Die soziale Frage wird im neoliberalen Kapitalismus ohnehin nach Kräften mit der individuellen Bezichtigung beantwortet, laut der die persönliche Misere durch eigenes Versagen und schuldhaftes Verhalten bedingt sei. Wenn sie zudem unter die Räder ökologischer Zwangsverhältnisse gerät, dann ist leicht ersichtlich, daß der grüne Kapitalismus ein menschenfeindliches, bezogen auf die sich ausweitenden Hungerregionen und Kriegsszenarien tendenziell genozidales Entwicklungsmodell sein wird. Wo der Markt die Verteilungsordnung bestimmt, steht und fällt das Leben des Menschen mit seiner Zahlungsfähigkeit. Wird diese zum Steuerinstrument des ökologischen Krisenmanagements, dann siegt Malthus über Marx, dann gebietet die Quantifizierung des Lebens über die Qualifizierung des Menschen zum solidarischen Handeln im Sinne eines Gattungswesens.

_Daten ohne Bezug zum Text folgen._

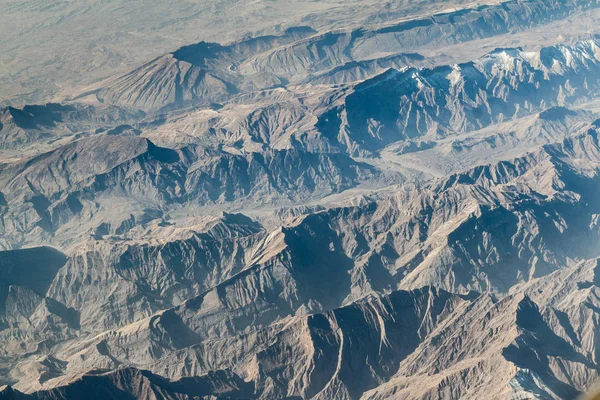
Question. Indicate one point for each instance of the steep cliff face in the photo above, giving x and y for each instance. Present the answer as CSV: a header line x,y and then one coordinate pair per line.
x,y
371,212
207,73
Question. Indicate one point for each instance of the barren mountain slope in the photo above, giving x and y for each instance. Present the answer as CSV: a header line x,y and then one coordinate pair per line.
x,y
394,208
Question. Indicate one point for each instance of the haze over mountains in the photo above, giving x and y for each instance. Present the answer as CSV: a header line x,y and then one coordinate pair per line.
x,y
346,201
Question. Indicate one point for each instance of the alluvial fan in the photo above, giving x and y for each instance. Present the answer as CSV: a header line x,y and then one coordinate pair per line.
x,y
333,200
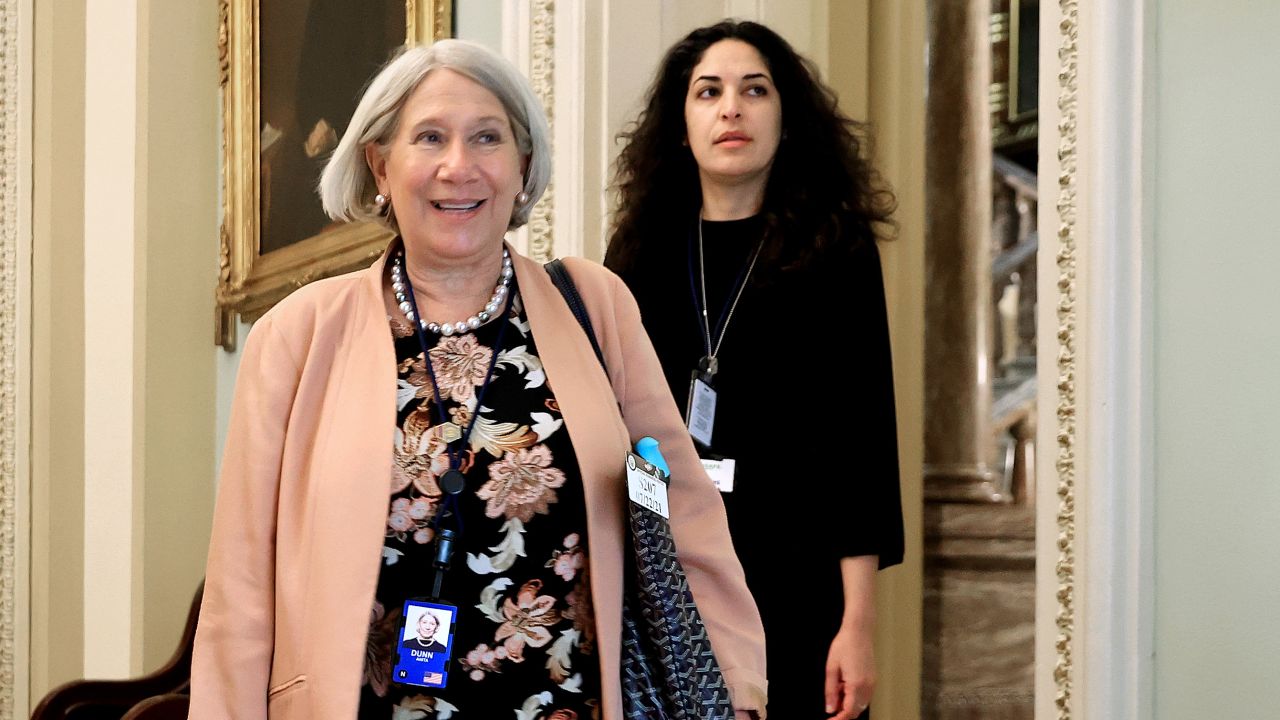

Höchste Zeit also, über einen radikalen Bruch mit den herrschenden Verhältnissen nachzudenken. Wenn die soziale und die ökologische Frage auseinanderdriften, weil die eine nur zu Lasten der anderen und vice versa zu beantworten sei, dann liegt die Zukunft ihrer Konvergenz in der Überwindung der kapitalistischen Eigentumsordnung. Ohne eine Form von Ökosozialismus, in dem die Eigentumsfrage dem Erhalt der Grundlagen des Lebens nachgeordnet und Ressourceneffizienz im kollektiven Sinne angestrebt wird, ist beides nicht unter einen Hut zu bringen. Da dringende Appelle wie der aktuelle Sonderbericht des Weltklimarates zu nichts anderem als angestrengtem Weggucken führen, kann ebensogut um das Unmögliche eines kosmopolitischen Ökosozialismus gekämpft werden.